Research

My research focuses on hardware security, side-channel analysis, and secure implementations of novel software algorithms. Below are selected projects and publications.

Post-Quantum Cryptography · Side-Channel Analysis · FPGA Acceleration

Under Submission

2023–2025

Exploring Side-Channel Protections in Hardware Implementations of PQC ML-KEM Verification

This work provides a systematic evaluation of side-channel vulnerabilities in hardware implementations of ML-KEM (previously known as CRYSTALS-Kyber) decapsulation verification, with a focus on the Fujisaki–Okamoto (FO) transform. While prior research has largely examined software and microcontroller platforms, this study investigates whether FPGA-based acceleration improves side-channel resilience or merely amplifies leakage. We implement and analyze three verification designs, unprotected, hash-based, and higher-order masked, on both a Cortex-M4 microcontroller and a Spartan-6 FPGA. Through detailed power and EM analyses, we show that hardware parallelism significantly improves the signal-to-noise ratio, enabling reliable classification of decapsulation outcomes and full secret-key recovery even for higher-order masked designs. These results demonstrate that countermeasures developed for serial platforms do not directly translate to parallel hardware, underscoring the need for architecture-aware side-channel protections for post-quantum cryptography.

  • Parallelism Amplifies Leakage: Demonstrates that increasing comparison width and hardware parallelism on FPGAs dramatically increases SNR and side-channel observability, often exceeding leakage seen on microcontrollers.
  • Hash-Based FO Verification Remains Insecure: SHAKE-128-based comparisons leak through early permutation rounds, and lightweight execution randomization fails to prevent collision-style side-channel attacks on FPGA designs.
  • Higher-Order Masking Breaks down on FPGAs: Despite being t-probing secure in theory, higher-order masked implementations leak strongly when parallelized, enabling successful attacks with higher accuracy than prior microcontroller-based results.
  • Implications for PQC Deployment: Highlights the necessity of hardware-aware verification redesigns for ML-KEM, especially as PQC moves toward widespread adoption in high-performance and embedded systems.

Hardware Security · USB Hub Congestion · Privacy

HOST 2025

2023–2024

USBSnoop -- Revealing Device Activities via USB Congestions

This work introduces USBSnoop, a new class of remote side-channel attacks that exploit congestion within shared USB hubs to infer sensitive user activity. Inspired by prior congestion-based attacks on PCIe, this research demonstrates that USB, despite its ubiquity and perceived benignity, leaks high-resolution timing information that can be exploited without physical access or special privileges. We show that a malicious USB device can profile the keystroke and web-browsing behavior of co-located devices by carefully saturating the hub bandwidth and observing latency variations. Using machine-learning techniques, these congestion traces enable accurate recovery of typed passwords and fingerprinting of visited websites across multiple USB generations and under real-world network conditions, revealing systemic weaknesses in the USB standard that are difficult to mitigate solely in software.

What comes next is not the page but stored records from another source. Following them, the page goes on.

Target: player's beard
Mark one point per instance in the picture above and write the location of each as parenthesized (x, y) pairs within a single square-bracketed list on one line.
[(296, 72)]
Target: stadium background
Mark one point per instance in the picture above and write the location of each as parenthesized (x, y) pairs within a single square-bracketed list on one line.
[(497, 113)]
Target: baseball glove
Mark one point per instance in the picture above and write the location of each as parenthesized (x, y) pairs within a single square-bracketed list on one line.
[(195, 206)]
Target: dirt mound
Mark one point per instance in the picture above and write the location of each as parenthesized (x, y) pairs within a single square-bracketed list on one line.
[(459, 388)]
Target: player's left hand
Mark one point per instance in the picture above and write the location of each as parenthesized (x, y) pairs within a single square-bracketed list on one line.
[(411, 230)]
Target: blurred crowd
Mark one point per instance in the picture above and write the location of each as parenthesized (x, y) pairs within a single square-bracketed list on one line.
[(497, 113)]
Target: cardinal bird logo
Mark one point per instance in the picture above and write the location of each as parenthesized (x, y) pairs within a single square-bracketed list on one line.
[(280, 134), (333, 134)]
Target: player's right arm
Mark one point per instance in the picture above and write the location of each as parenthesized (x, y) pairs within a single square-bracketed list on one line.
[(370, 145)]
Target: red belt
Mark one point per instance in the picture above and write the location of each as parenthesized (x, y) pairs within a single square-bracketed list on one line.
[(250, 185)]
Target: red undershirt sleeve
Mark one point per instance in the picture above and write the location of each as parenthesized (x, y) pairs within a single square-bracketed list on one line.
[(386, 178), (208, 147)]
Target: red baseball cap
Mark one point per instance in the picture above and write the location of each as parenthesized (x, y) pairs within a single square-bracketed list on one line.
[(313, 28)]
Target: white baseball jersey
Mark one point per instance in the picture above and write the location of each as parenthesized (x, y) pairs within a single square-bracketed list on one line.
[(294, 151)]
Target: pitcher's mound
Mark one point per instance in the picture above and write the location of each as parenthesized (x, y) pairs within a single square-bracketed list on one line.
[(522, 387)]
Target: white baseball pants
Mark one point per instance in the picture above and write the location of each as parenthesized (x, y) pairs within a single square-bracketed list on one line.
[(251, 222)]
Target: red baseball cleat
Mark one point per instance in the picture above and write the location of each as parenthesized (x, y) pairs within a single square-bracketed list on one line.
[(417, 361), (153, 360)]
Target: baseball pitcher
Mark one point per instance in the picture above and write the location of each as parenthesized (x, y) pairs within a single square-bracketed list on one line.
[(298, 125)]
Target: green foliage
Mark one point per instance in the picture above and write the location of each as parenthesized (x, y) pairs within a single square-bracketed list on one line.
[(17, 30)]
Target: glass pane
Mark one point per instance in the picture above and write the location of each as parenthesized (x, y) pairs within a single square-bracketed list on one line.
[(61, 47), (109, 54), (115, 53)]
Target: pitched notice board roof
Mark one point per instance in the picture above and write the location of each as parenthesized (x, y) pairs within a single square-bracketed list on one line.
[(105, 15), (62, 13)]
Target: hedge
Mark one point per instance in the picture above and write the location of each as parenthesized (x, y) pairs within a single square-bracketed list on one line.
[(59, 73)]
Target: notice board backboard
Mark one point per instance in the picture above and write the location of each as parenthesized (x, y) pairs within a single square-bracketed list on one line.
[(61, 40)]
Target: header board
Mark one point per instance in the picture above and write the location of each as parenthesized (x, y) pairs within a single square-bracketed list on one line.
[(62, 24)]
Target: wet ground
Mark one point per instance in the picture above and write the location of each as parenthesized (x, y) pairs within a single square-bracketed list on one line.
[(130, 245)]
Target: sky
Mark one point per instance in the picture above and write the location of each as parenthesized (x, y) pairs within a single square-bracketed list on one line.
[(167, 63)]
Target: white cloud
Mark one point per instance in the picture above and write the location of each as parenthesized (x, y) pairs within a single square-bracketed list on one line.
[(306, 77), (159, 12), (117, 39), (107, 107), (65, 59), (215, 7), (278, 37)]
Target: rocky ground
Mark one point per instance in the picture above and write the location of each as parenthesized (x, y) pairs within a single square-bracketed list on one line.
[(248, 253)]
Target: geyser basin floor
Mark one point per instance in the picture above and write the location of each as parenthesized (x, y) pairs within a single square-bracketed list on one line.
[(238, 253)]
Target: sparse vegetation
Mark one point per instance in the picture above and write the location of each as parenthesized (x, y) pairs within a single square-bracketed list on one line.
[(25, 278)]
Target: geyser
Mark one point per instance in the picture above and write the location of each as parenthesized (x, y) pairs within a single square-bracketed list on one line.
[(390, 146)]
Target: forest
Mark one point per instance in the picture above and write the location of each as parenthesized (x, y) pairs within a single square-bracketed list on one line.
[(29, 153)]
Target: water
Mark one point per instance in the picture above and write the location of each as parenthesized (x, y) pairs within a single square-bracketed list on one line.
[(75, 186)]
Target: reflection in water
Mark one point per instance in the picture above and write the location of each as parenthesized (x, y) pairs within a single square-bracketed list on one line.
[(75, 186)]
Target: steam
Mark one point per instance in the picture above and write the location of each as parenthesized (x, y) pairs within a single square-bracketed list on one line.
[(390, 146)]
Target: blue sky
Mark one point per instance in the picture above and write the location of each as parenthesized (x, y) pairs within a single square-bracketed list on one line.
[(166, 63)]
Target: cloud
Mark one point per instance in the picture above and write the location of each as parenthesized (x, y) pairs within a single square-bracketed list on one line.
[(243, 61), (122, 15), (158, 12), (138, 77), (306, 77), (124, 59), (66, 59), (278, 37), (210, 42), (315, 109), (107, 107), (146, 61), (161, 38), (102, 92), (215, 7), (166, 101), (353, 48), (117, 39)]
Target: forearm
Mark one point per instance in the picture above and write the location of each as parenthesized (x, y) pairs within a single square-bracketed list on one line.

  • Stealthy and Remote Threat Model: Attacks require no physical access, administrator privileges, and operates under normal user configurations.
  • Keystroke Recovery via USB Hubs: Shows that interrupt-based USB devices (keyboards) can be profiled using congestion induced by a spoofed USB mouse, achieving high password recovery accuracy using HMMs
  • Website Fingerprinting at Scale: Uses bulk-transfer congestion to fingerprint browsing activity with BiLSTM models, achieving over 87% Top-3 accuracy across multiple hubs, networks, and even VPN usage.
  • Cross-Generation Applicability: Validated on USB 2.0, USB 3.X, and USB-C hubs, highlighting that the vulnerability is architectural rather than device-specific.